Я обалдела. На Будиной! Вот так гадалка! Будина! Это она подбивала в детстве Бурцеву ограбить кафетерий. Когда я родила дочь, я иногда видела Будину то в поликлинике, то в магазине. Будина всегда была томная, любила порассказать мне о частной школе, куда она водит своего ребёнка. Я ещё тогда удивлялась, что девочка такая знакомая – это же был вылитый Иванов! Господи!

— Думал легче станет, — жаловался тем временем Иванов. — Ни хуя! Развёлся. Она, конечно, Бурцевой и в подмётки не годилась. Ошибся я. Но она сейчас замужем, счастлива… Хороший человек ей попался и денег у него много— не то что я — бедный, подонок.

Мне стало жалко Иванова. Я вспомнила, как мы его лупили втроём, как Бурцева харкала ему на школьную эмблемку. Я очень сомневалась, что Будина изменилась, а Иванов, вон, плохо не говорит о бывшей жене:

—Ты Бурцевой обязательно от меня привет передай… Обязательно! Нам ведь тридцать пять, Рахиль, а я себя стариком чувствую. Чувствую, что сил нет, взял бы нож и всех перерезал, и себя зарезал бы! Смотришь  по телеку: деды древние — Кобзон, ещё кто-то… так живут интересно… «День, — говорят, — у нас по минутам расписан… Мы себя, — говорят, — молодыми чувствуем!»   На то он и телек, блин,  но всё равно — завидно… Они живут, а я доживаю… Утром вставать неохота… Лежу — думаю: зачем вставать? Для кого? Ты Бурцевой передай телефон и почту электронную!

    Здоровый мордастый мужик Иванов плакал, может быть, это был дождь.  Мой бывший одноклассник  отвернулся, зашагал в сторону бордовой 

шестнадцатиэтажки. Он шлёпал по лужам, сутулился, прятал голову от дождя.   Рита кричала:

— До свидания!

Я вспомнила, как давно-давно, двадцать лет назад, Бурцева  в сотый раз заводила на проигрывателе  свою любимую песню «про папу»:

 

…Ты взяла своё, но ты всё время одна,

   Тебе придётся испить эту чашу до дна. 

   Лишь во сне за тобою идёт по пятам

  Твой единственный парень, оставшийся там.

  Оглянись — ты же стала взрослей,

   Согласись — ты устала от блеска огней,

    Потеряла любовь, респектабельной став,

    Но, признайся, твой папа был прав, — пела тогда группа «Секрет».

А Бурцева ходила и ходила от  стены к стене… Вряд ли она вслушивалась в текст — ей нравился жёсткий рок-н-рольный ритм… 

 

Эпилог.

Ой, мороз, мороз, изморозь болото!  

 

Предсказание Выхинской бабули  сбывались и дальше. Бурцева вышла замуж. И я перестала жалеть те доллары, которые Бурцева заплатила за нас троих.

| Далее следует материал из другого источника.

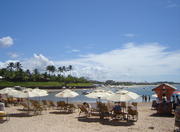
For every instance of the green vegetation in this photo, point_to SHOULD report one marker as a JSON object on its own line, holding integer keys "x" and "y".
{"x": 41, "y": 84}
{"x": 14, "y": 75}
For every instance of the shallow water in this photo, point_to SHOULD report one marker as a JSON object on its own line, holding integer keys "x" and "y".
{"x": 141, "y": 90}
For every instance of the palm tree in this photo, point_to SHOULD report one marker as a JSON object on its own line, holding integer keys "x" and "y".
{"x": 60, "y": 69}
{"x": 18, "y": 66}
{"x": 64, "y": 69}
{"x": 10, "y": 66}
{"x": 70, "y": 68}
{"x": 51, "y": 68}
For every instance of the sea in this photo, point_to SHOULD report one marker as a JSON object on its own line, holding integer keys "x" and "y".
{"x": 139, "y": 89}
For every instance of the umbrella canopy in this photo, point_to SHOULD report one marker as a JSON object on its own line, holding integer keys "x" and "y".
{"x": 176, "y": 92}
{"x": 40, "y": 92}
{"x": 99, "y": 93}
{"x": 7, "y": 90}
{"x": 67, "y": 94}
{"x": 123, "y": 96}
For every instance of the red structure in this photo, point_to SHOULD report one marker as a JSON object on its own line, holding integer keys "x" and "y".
{"x": 164, "y": 93}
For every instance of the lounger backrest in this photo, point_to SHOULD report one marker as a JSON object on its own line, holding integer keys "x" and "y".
{"x": 2, "y": 107}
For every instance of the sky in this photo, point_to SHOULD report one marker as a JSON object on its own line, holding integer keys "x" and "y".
{"x": 122, "y": 40}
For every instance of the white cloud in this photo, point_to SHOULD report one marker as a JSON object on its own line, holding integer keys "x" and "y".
{"x": 13, "y": 55}
{"x": 75, "y": 50}
{"x": 151, "y": 62}
{"x": 37, "y": 61}
{"x": 172, "y": 5}
{"x": 133, "y": 62}
{"x": 129, "y": 35}
{"x": 6, "y": 41}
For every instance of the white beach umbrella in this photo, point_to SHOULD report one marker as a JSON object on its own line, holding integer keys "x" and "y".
{"x": 123, "y": 96}
{"x": 129, "y": 93}
{"x": 40, "y": 92}
{"x": 99, "y": 93}
{"x": 67, "y": 94}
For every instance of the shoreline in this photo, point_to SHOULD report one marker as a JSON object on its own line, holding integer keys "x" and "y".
{"x": 54, "y": 121}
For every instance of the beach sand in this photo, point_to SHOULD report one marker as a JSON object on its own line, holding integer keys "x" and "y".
{"x": 53, "y": 121}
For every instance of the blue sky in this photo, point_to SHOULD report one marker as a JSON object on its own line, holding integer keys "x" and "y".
{"x": 63, "y": 32}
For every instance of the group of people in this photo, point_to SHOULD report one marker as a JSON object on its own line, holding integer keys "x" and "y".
{"x": 146, "y": 98}
{"x": 175, "y": 101}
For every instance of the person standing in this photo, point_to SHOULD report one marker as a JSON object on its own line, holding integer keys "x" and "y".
{"x": 145, "y": 98}
{"x": 142, "y": 98}
{"x": 149, "y": 98}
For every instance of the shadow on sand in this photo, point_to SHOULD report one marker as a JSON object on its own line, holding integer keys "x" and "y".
{"x": 106, "y": 121}
{"x": 162, "y": 115}
{"x": 3, "y": 121}
{"x": 20, "y": 115}
{"x": 60, "y": 112}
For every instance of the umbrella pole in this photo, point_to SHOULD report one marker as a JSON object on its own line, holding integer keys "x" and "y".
{"x": 28, "y": 105}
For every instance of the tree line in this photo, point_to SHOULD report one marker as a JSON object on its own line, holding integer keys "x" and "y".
{"x": 15, "y": 72}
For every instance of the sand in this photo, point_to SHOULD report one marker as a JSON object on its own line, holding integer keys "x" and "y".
{"x": 53, "y": 121}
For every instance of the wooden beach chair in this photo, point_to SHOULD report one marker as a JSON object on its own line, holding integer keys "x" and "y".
{"x": 3, "y": 113}
{"x": 37, "y": 107}
{"x": 51, "y": 104}
{"x": 71, "y": 108}
{"x": 84, "y": 110}
{"x": 62, "y": 106}
{"x": 132, "y": 113}
{"x": 104, "y": 111}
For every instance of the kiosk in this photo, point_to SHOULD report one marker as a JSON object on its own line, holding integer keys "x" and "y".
{"x": 164, "y": 93}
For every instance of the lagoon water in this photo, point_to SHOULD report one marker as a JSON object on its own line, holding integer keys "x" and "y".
{"x": 141, "y": 90}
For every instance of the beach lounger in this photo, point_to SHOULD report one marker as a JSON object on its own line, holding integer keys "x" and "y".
{"x": 3, "y": 113}
{"x": 37, "y": 107}
{"x": 132, "y": 113}
{"x": 51, "y": 104}
{"x": 84, "y": 110}
{"x": 104, "y": 111}
{"x": 71, "y": 108}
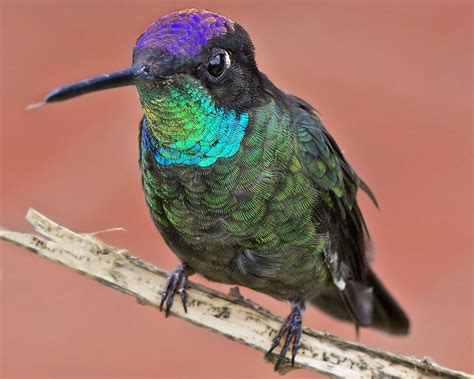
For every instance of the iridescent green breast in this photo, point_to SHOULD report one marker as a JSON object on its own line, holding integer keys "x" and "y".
{"x": 257, "y": 199}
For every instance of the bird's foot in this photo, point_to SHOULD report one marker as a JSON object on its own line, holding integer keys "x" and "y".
{"x": 292, "y": 329}
{"x": 177, "y": 281}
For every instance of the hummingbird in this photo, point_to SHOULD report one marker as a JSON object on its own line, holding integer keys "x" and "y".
{"x": 243, "y": 180}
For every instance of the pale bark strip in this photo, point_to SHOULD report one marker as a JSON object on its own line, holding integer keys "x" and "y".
{"x": 236, "y": 318}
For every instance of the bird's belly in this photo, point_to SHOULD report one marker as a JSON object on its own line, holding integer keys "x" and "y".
{"x": 211, "y": 242}
{"x": 210, "y": 220}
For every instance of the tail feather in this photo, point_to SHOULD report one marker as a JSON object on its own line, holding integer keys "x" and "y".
{"x": 387, "y": 316}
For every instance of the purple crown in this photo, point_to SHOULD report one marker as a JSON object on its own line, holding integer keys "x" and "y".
{"x": 184, "y": 32}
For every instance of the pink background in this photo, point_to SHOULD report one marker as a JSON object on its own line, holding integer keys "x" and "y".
{"x": 393, "y": 82}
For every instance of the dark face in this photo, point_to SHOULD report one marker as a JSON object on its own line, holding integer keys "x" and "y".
{"x": 209, "y": 49}
{"x": 225, "y": 66}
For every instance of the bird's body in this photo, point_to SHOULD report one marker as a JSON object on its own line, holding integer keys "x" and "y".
{"x": 249, "y": 219}
{"x": 243, "y": 181}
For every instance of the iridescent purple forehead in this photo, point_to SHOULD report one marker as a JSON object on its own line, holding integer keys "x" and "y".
{"x": 185, "y": 32}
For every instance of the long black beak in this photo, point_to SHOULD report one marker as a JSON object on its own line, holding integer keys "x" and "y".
{"x": 115, "y": 79}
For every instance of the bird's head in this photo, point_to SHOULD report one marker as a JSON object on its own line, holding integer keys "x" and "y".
{"x": 196, "y": 76}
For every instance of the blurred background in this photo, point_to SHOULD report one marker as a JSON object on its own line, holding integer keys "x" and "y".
{"x": 393, "y": 82}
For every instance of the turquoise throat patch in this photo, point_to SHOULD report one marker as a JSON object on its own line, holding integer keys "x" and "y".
{"x": 184, "y": 126}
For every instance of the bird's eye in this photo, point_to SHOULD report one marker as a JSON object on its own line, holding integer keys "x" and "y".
{"x": 219, "y": 62}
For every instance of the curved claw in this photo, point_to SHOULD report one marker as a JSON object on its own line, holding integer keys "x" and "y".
{"x": 292, "y": 329}
{"x": 177, "y": 282}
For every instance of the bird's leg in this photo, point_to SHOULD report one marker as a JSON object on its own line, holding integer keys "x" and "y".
{"x": 176, "y": 282}
{"x": 292, "y": 329}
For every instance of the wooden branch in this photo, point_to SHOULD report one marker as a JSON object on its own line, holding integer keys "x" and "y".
{"x": 231, "y": 316}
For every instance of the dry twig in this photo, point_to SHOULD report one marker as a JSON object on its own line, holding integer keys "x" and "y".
{"x": 233, "y": 317}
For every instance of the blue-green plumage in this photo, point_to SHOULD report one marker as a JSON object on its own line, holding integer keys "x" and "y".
{"x": 243, "y": 180}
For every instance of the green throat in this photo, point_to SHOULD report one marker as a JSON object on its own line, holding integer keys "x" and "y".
{"x": 185, "y": 126}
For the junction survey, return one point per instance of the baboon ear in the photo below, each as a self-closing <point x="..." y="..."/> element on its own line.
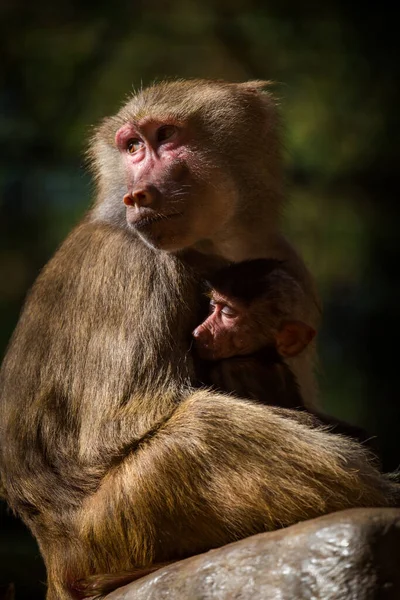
<point x="293" y="337"/>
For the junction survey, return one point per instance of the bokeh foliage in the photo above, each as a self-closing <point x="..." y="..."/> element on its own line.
<point x="67" y="64"/>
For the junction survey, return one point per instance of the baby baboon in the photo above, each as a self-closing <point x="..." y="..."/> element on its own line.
<point x="248" y="336"/>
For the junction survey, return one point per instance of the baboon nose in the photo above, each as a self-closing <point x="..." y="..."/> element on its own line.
<point x="141" y="197"/>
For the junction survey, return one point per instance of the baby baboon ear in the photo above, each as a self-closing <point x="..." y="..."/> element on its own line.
<point x="293" y="337"/>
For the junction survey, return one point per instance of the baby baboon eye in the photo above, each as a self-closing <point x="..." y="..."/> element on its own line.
<point x="228" y="311"/>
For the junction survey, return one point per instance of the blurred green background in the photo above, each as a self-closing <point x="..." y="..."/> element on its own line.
<point x="66" y="65"/>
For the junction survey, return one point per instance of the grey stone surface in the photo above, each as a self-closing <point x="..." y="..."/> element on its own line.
<point x="349" y="555"/>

После встречи с Ивановым, я очень хотела рассказать всё Бурцевой, хотела  с ней поговорить. Но я не знала, как это сделать. Снежкины бывали у Бурцевой в гостях, но я боялась рассказать им об Иванове, боялась сплетен. Тогда Бурцева ещё была незамужняя. Снежкин по-прежнему был увлечён Попковой без взаимности. Снежкина у Бурцевой отбывала повинность при муже— как и в школе только на «отлично». Она часто мне звонила, рассказывала:

— У Наталии в каждой комнате или радио играет, или телевизор говорит… Ну одинокий человек – сразу видно. Хочется ей общения. Квартира – просто закачаешься. Дворец. И окна от пола.

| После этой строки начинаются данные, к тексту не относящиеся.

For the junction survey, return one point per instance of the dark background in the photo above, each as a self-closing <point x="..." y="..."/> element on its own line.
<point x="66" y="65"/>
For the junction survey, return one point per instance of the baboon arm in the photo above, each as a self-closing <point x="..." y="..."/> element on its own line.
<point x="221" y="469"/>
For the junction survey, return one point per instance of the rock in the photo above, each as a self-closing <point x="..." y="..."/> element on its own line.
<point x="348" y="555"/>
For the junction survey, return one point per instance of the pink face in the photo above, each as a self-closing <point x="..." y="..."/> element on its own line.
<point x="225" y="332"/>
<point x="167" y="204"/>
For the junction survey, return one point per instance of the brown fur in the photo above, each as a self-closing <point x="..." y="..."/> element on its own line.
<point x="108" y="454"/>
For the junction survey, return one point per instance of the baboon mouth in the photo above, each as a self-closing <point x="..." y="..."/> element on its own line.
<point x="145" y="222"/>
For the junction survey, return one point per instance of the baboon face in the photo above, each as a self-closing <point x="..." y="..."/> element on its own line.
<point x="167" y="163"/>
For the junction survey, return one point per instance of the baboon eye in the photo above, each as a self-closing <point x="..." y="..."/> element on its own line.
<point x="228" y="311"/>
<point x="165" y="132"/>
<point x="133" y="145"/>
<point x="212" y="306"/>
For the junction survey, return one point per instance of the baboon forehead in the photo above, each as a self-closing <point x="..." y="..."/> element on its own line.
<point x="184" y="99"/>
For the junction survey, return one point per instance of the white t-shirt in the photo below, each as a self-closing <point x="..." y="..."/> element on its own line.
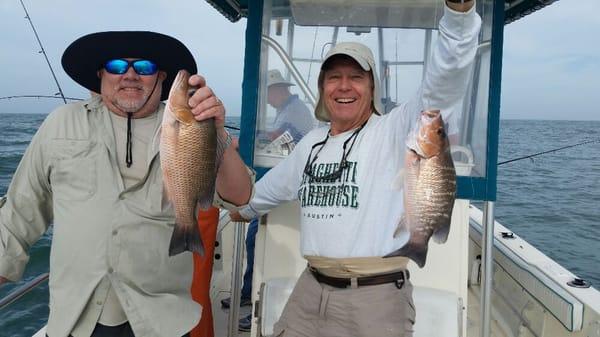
<point x="356" y="216"/>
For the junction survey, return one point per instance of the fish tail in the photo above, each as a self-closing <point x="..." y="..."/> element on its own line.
<point x="186" y="238"/>
<point x="415" y="252"/>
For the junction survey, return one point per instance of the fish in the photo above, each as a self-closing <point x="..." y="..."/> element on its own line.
<point x="188" y="151"/>
<point x="429" y="184"/>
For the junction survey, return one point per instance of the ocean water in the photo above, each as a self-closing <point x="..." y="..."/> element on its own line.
<point x="552" y="201"/>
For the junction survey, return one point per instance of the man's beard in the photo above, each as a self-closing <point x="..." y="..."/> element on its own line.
<point x="130" y="104"/>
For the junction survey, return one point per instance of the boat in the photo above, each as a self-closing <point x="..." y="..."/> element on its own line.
<point x="497" y="284"/>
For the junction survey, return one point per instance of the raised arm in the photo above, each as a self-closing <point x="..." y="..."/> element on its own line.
<point x="27" y="210"/>
<point x="234" y="183"/>
<point x="452" y="57"/>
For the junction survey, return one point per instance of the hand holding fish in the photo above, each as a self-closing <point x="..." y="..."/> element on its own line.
<point x="205" y="104"/>
<point x="237" y="217"/>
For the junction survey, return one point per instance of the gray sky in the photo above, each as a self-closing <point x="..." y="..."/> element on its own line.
<point x="551" y="65"/>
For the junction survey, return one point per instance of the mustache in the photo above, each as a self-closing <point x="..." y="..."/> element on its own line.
<point x="130" y="86"/>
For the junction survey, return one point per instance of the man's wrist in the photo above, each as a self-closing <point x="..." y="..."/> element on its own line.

Снежкина всё делала, чтобы удержать мужа. Он пил – она выпивала. Он интересовался фотоаппаратами – она начинала фотографировать. Он увлёкся теннисом – и она стала заниматься на кортах. Снежкин стал бегать – и его жена стала изнурять себя пробежками. Она осунулась, похудела, выглядела несчастной и заморенной. Но через месяц у Снежкина заболело колено, и врач запретил ему бегать – Снежкина позвонила мне и расплакалась от счастья. Горные лыжи были у Снежкиных давно, теперь сын вырос – прибавились автопутешествия. Снежкина водила лучше мужа, но ненавидела эти путешествия. Попкова наоборот всегда искренне любила мужские занятия: шахматы, авто, разную технику, общалась со Снежкиным в аське. Развивался интернет, интернет пришёл уже к мамонтам, Снежкина, как могла, следила за мужем в сети, и всё чаще и чаще названивала вечерами мне.

— Но ведь у Попки Валера, — успокаивала я Снежкину.

— Что Валера? Валера – инвалид.

— Но она его любит!

— Дело, Гурь, не в Снежкиной, а в том, что Сашка своего всегда добивается, — всхлипывала Снежкина.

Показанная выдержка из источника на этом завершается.